M. Dilou, dont les élans justiciers semblent d’être «dilués» au fil des jours dans une volonté réconciliatrice, a qualifié cette proposition de «défendable» et «originale» dans la mesure où elle diffère de la tendance générale de ses précédentes rencontres avec les partis politiques, les organisations et les personnalités nationales «qui ont insisté sur la nécessité d’ouvrir les vieux dossiers, de réécrire objectivement l’histoire et d’inclure l’intervalle séparant les deux assemblées constituantes (1956 et 2011) dans le champs de la justice transitionnelle», indique encore l’agence Tap.

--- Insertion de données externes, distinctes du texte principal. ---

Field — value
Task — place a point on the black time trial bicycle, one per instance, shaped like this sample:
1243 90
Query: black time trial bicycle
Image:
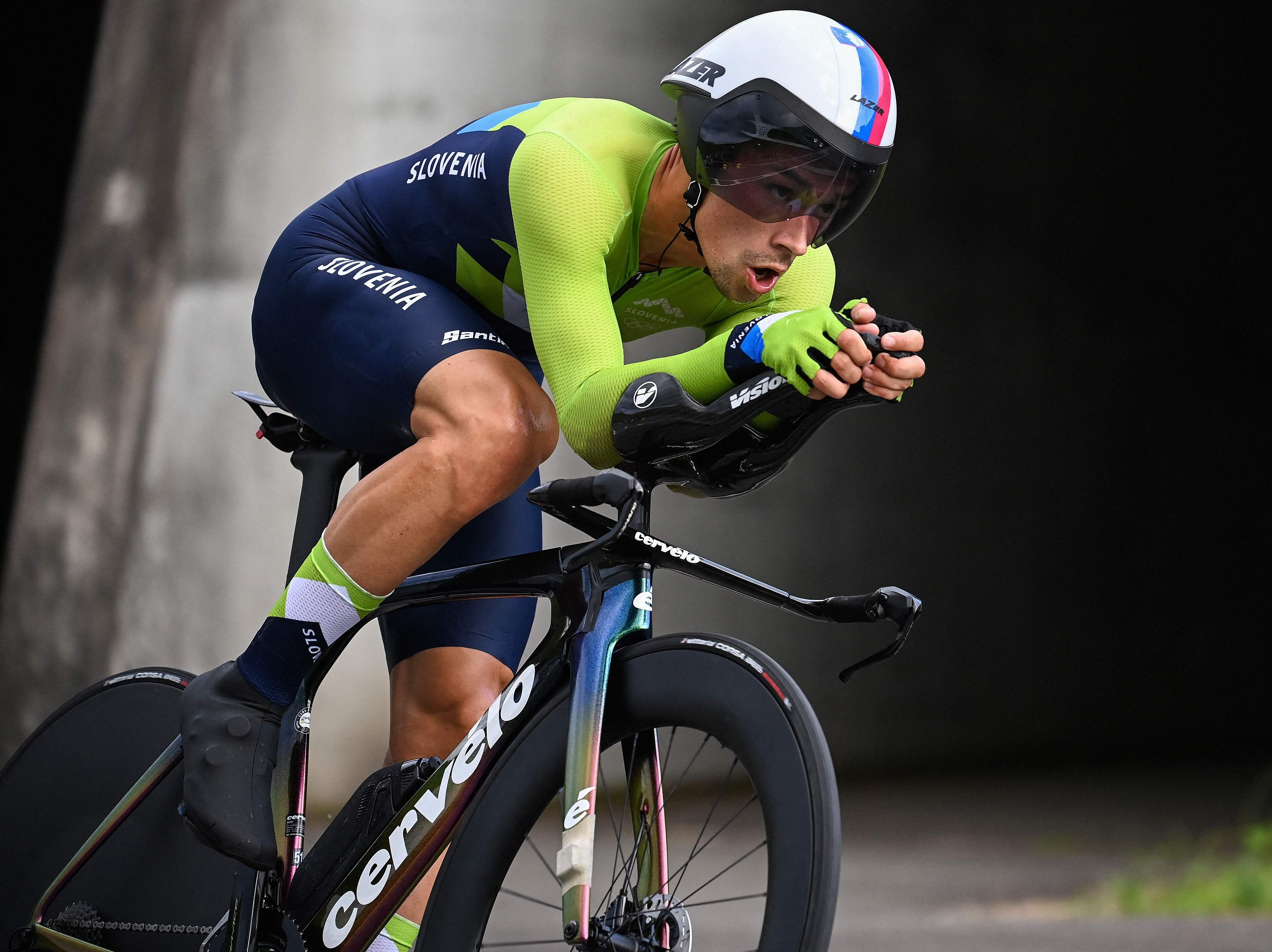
625 792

En réponse aux questions des journalistes qui se demandaient si la position de M. Caïd Essebsi ne cache une volonté de clore les dossiers de la torture des yousséfistes où il est soupçonné d’être impliqué, en tant qu’ancien ministre de l’Intérieur, M. Dilou a répondu: «Béji Caïd Essebsi est un homme d’Etat; il était influent à une époque de l’histoire du pays et j’exclus que sa position soit motivée par des considérations personnelles».

Béji Caïd Essebsi, de son côté, a refusé de donner une déclaration aux médias, se contentant de dire: «la rencontre a confirmé la convergence des vues».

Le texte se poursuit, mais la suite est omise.